# Face Alignment - Feature Engineering

- Add the project's root directory (two levels up) to the Python path so the modules can be imported, even if they arent in the current working directory:

In [None]:
import sys
import os

project_root = os.path.abspath(os.path.join('..', '..'))
if project_root not in sys.path:
    sys.path.append(project_root)

- Import the required libraries and modules, as well as our utility functions:

In [None]:
import numpy as np
import cv2

from src.utils import load_config, get_project_root, save_as_npz

- Load the config using the utility function. Get paths to relevant folders/files needed to save and retrieve files:

In [None]:
config = load_config()

processed_train_data_path = config['data']['task2']['processed']['train']
processed_test_data_path = config['data']['task2']['processed']['test']

processed_train_data = os.path.join(get_project_root(), processed_train_data_path.replace('/', os.sep), "processed_face_alignment_train_images.npz")
processed_test_data = os.path.join(get_project_root(), processed_test_data_path.replace('/', os.sep), "processed_face_alignment_test_images.npz")

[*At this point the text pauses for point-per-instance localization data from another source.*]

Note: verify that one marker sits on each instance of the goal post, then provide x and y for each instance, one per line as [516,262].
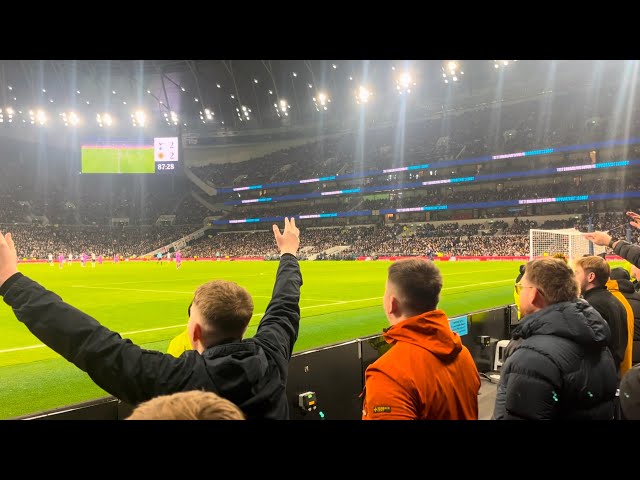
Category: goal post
[568,241]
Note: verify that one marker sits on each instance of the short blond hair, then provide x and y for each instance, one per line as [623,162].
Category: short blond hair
[193,405]
[598,266]
[226,309]
[553,278]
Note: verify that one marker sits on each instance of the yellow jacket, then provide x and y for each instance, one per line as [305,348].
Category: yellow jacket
[180,344]
[612,286]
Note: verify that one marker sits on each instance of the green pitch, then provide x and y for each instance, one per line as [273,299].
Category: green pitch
[118,160]
[147,303]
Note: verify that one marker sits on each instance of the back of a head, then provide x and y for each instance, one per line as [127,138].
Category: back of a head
[597,265]
[418,282]
[193,405]
[226,308]
[554,278]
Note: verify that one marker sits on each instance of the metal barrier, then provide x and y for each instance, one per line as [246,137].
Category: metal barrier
[333,375]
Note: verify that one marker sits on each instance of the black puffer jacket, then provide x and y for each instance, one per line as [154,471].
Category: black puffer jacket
[559,367]
[615,314]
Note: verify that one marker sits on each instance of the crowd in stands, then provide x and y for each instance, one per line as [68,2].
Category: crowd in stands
[489,238]
[38,242]
[537,124]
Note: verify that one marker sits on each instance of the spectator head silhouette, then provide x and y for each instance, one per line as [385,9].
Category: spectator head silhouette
[192,405]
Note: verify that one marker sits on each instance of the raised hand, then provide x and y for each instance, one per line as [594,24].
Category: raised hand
[8,257]
[289,240]
[598,238]
[635,217]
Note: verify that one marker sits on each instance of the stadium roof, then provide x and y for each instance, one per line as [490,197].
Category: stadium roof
[191,88]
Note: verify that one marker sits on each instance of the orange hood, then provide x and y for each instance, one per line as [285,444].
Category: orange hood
[429,330]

- Load the images and the landmark data. We can load the "npz" file by using numpy's load function:

In [None]:
train_data = np.load(processed_train_data, allow_pickle=True)
test_data = np.load(processed_test_data, allow_pickle=True)

In [None]:
train_images = train_data['images']
train_points = train_data['points']
test_images = test_data['images']

- Extract SIFT features from an image. This will give us some key points in the image, which will be very useful when training out model:

In [None]:
def extract_sift_features(image, step=4):
    sift = cv2.SIFT_create()
    keypoints = [cv2.KeyPoint(x, y, step) for y in range(step, image.shape[0], step)
                 for x in range(step, image.shape[1], step)]
    _, descriptors = sift.compute(np.uint8(image * 255), keypoints)
    return descriptors.flatten() if descriptors is not None else np.zeros((1, 128))

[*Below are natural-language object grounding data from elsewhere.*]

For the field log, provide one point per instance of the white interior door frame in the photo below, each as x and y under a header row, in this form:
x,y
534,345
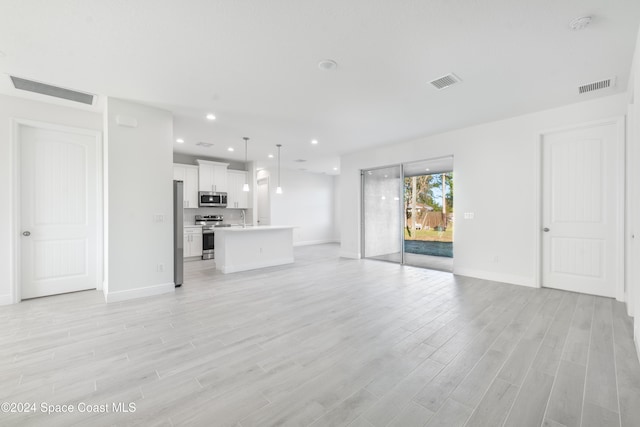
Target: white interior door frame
x,y
16,126
619,177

- We will use a Canny edge detector to extract any edge-based features. This will be useful when we train our model because landmarks are near edges:

In [None]:
def extract_edge_features(image):
    edges = cv2.Canny(np.uint8(image * 255), 100, 200)
    return (edges[::4, ::4].flatten() / 255.0)

- This extracts some basic statistics about the intensity - this is the mean and standard deviation:

In [None]:
def extract_intensity_stats(image):
    return np.array([np.mean(image), np.std(image)])

- We will combine all these features into one vector. This just means our "npz" file will have one extra attribute:

In [None]:
def extract_features(image):
    sift_feat = extract_sift_features(image)
    edge_feat = extract_edge_features(image)
    intensity_feat = extract_intensity_stats(image)
    return np.concatenate([sift_feat, edge_feat, intensity_feat])

- Extract the features from the images in the training dataset and the testing dataset:

In [None]:
X_train = [extract_features(img) for img in train_images]
X_test = [extract_features(img) for img in test_images]

- Convert into a numpy array:

In [None]:
X_train = np.array(X_train)
X_test = np.array(X_test)

- Save the extracted features to a new file which can be retrieved and used for training:

In [None]:
feature_processed_train_data = os.path.join(get_project_root(), processed_train_data_path.replace('/', os.sep), "processed_face_alignment_train_images_features.npz")
feature_processed_test_data = os.path.join(get_project_root(), processed_test_data_path.replace('/', os.sep), "processed_face_alignment_test_images_features.npz")

save_as_npz(feature_processed_train_data, images = train_images, points = train_points, features = X_train)
save_as_npz(feature_processed_test_data, images = test_images, features = X_test)